Bilgisayar denen aletin ilk yıllarına şöyle bir dönüp, öncesinde fark makinesihesap makinesiTuring Makinesi gibi örneklerini düşünelim... Bizim şu an klavye ve monitörle bir satırda yaptığımızı sandığımız işin gerçeğini yapan makineler. Toplama çıkarma bir yana, çarpma ve bölme yapabilme becerileri! Aslında hepsi birer soft-ware olsa da o zamanlar böyle süslü bir isim sadece kumaşların yumuşak kısımları için kullanılırmış. Yani aslında, bilgisayarlardan çok önce de software kelimesi kullanılıyor. Bu kelimenin etimolojik tarihinde bilgisayarlar ile anılmaya başlanması 1960'lar civarına denk gelir. Çünkü ilk yıllarında bilgisayarı yapan ve onu programlayan zaten aynı kişi olduğu için işletim sistemi gibi bir ihtiyaç da yok. Hal böyle olunca başlarda yazılım benzeri genel bir tabire de ihtiyaç yokmuş.

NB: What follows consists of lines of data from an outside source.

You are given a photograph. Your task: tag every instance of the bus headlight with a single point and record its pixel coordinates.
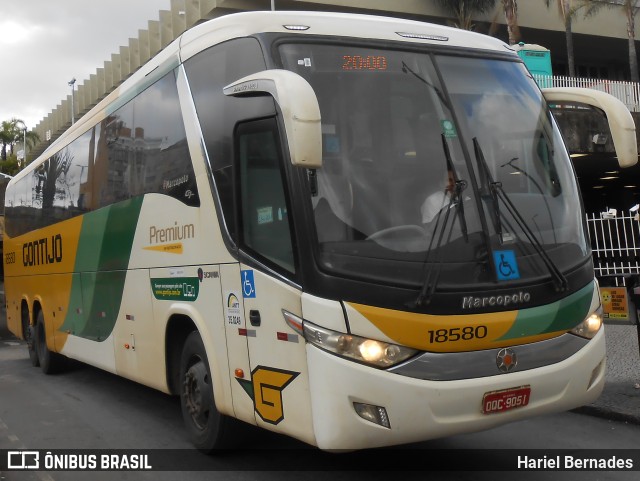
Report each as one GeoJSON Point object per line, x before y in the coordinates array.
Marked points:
{"type": "Point", "coordinates": [368, 351]}
{"type": "Point", "coordinates": [590, 326]}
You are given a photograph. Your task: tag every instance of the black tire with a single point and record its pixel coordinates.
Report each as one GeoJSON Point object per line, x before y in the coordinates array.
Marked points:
{"type": "Point", "coordinates": [29, 334]}
{"type": "Point", "coordinates": [208, 429]}
{"type": "Point", "coordinates": [50, 362]}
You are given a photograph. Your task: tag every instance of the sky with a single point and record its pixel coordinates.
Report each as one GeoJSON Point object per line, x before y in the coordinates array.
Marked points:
{"type": "Point", "coordinates": [46, 43]}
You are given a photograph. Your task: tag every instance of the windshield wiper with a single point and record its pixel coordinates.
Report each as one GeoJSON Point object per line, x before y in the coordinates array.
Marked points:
{"type": "Point", "coordinates": [497, 192]}
{"type": "Point", "coordinates": [455, 199]}
{"type": "Point", "coordinates": [460, 185]}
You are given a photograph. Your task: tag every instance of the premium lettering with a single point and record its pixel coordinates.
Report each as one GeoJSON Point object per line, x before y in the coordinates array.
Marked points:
{"type": "Point", "coordinates": [42, 251]}
{"type": "Point", "coordinates": [471, 302]}
{"type": "Point", "coordinates": [171, 234]}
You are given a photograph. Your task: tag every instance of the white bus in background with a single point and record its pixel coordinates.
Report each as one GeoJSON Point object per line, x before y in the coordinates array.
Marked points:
{"type": "Point", "coordinates": [356, 231]}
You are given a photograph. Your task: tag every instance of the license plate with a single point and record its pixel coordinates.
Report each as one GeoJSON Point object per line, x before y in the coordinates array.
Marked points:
{"type": "Point", "coordinates": [500, 401]}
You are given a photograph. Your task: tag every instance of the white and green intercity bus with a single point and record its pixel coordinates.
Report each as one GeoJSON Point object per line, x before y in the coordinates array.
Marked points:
{"type": "Point", "coordinates": [356, 231]}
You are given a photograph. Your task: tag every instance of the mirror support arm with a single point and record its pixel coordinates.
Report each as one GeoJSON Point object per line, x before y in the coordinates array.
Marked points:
{"type": "Point", "coordinates": [299, 107]}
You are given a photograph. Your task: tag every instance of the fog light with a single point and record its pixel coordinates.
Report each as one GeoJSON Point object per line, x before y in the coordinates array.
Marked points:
{"type": "Point", "coordinates": [373, 414]}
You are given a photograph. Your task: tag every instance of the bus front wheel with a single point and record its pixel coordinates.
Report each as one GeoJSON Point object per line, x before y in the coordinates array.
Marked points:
{"type": "Point", "coordinates": [208, 429]}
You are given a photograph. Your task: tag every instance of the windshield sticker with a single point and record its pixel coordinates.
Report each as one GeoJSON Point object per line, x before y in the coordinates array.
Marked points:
{"type": "Point", "coordinates": [248, 285]}
{"type": "Point", "coordinates": [448, 129]}
{"type": "Point", "coordinates": [265, 215]}
{"type": "Point", "coordinates": [506, 265]}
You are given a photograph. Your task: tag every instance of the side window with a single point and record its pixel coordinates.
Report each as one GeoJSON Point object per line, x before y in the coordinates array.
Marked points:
{"type": "Point", "coordinates": [264, 214]}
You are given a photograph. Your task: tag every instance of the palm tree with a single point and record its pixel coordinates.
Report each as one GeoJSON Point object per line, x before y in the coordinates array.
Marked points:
{"type": "Point", "coordinates": [12, 132]}
{"type": "Point", "coordinates": [631, 8]}
{"type": "Point", "coordinates": [568, 9]}
{"type": "Point", "coordinates": [463, 11]}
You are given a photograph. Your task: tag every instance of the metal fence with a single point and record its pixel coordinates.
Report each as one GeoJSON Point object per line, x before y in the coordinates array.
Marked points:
{"type": "Point", "coordinates": [615, 242]}
{"type": "Point", "coordinates": [627, 92]}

Biraz daha yakın geçmişe bakarsak; örneğin uzun yıllar denenip sınanan network topolojilerini düşünün. Bunlar ilk denendiğinde, bilgisayarlar sınırlı sayıda ve sadece ofislerde kullanılan makinelerdi. Daha sonra bir sürü farklı donanım, farklı işletim sistemi... Birbirleriyle bırakın anlaşmayı tanışık bile değillerdi. Zamanla bu tanışıklığı ilerletmek için TCP/IPFTPHTTPDHCP gibi protokoller, ethernet benzeri teknolojiler, farklı katmanlar ve daha birçok bileşen oluşturularak broadcast geçirmeyen en büyük network olan internette de doğru çalışabilmesi için bunlara uyma zorunluluğu getirilmiştir. Yoksa ilk zamanlarında olduğu gibi hiçbir cihaz birbiriyle anlaşamaz, bütün yapı arapsaçına dönerdi. Buradan hareketle, şahsen bunun açık kaynak da dahil yazılım dünyasında da böyle olması gerektiğine inanırım. Aslında açık kaynak için keskin kurallar getirmeye çalışmak adına ters gibi gelebilir. Ama inanın açık kaynak projeler, olmayanlara kıyasla çoğundan çok daha gelişmiştir. Çünkü projeye katkı sağlanması isteniyorsa, herkesin isteyeceği standardizasyonlar sağlanmalıdır. Yukarıda örneğini verdiğim protokoller gibi yazılımda da böyle standartlar getirilmesi için çeşitli mimariler ve yaklaşımlar ortaya çıkmıştır. Bu yaklaşımlar uzun yıllar sonucu oluşmuştur; çünkü kimse bir başkasının kapısının önüne attığı çöpleri temizlemek istemez! 😒

Programlama dili🔮

Bilgisayarı yapan kişi dışında bir kullanan olması ihtiyacı ile doğmuş ve bu yapının üzerine işletim sistemleri inşa edilmiştir. Diğer türlü o kadar karmaşık bir yapıdır ki şu an yazdığımız bir satırlık kodu yazabilmek demek saatleri alacak bir süreçtir. Bu yüzden günümüz modern dillerinden herhangi birisi ile introduction bitip nesne yönelimli programlamaya gelene kadar, öncesindeki diller ile öğreneceğiniz birçok bilgiyi zaten edinirsiniz. Çünkü bu diller de eskiden geçerliliği sayılan birçok dilin kullanışlı özelliklerini bünyesinde barındırdığı ve önceki dillerde bulunmayan esnekliği programcıya sağladığı için bu kadar rağbet görmektedir. Ancak özellikle platforma özel donanım özelliklerinden dolayı halen özellikle tercih edilen diller de vardır. Başka bir açıdan örnek olması için; çoğu bankada yıllar önce COBOL ile yazılmış bazı sistemleri baştan aşağı kayıpsız değiştirmek aşırı maliyetli olduğu için halen bu dil ile yürütülen eskiden yazılmış çok sayıda bankacılık operasyonu veya mainframe bulunur.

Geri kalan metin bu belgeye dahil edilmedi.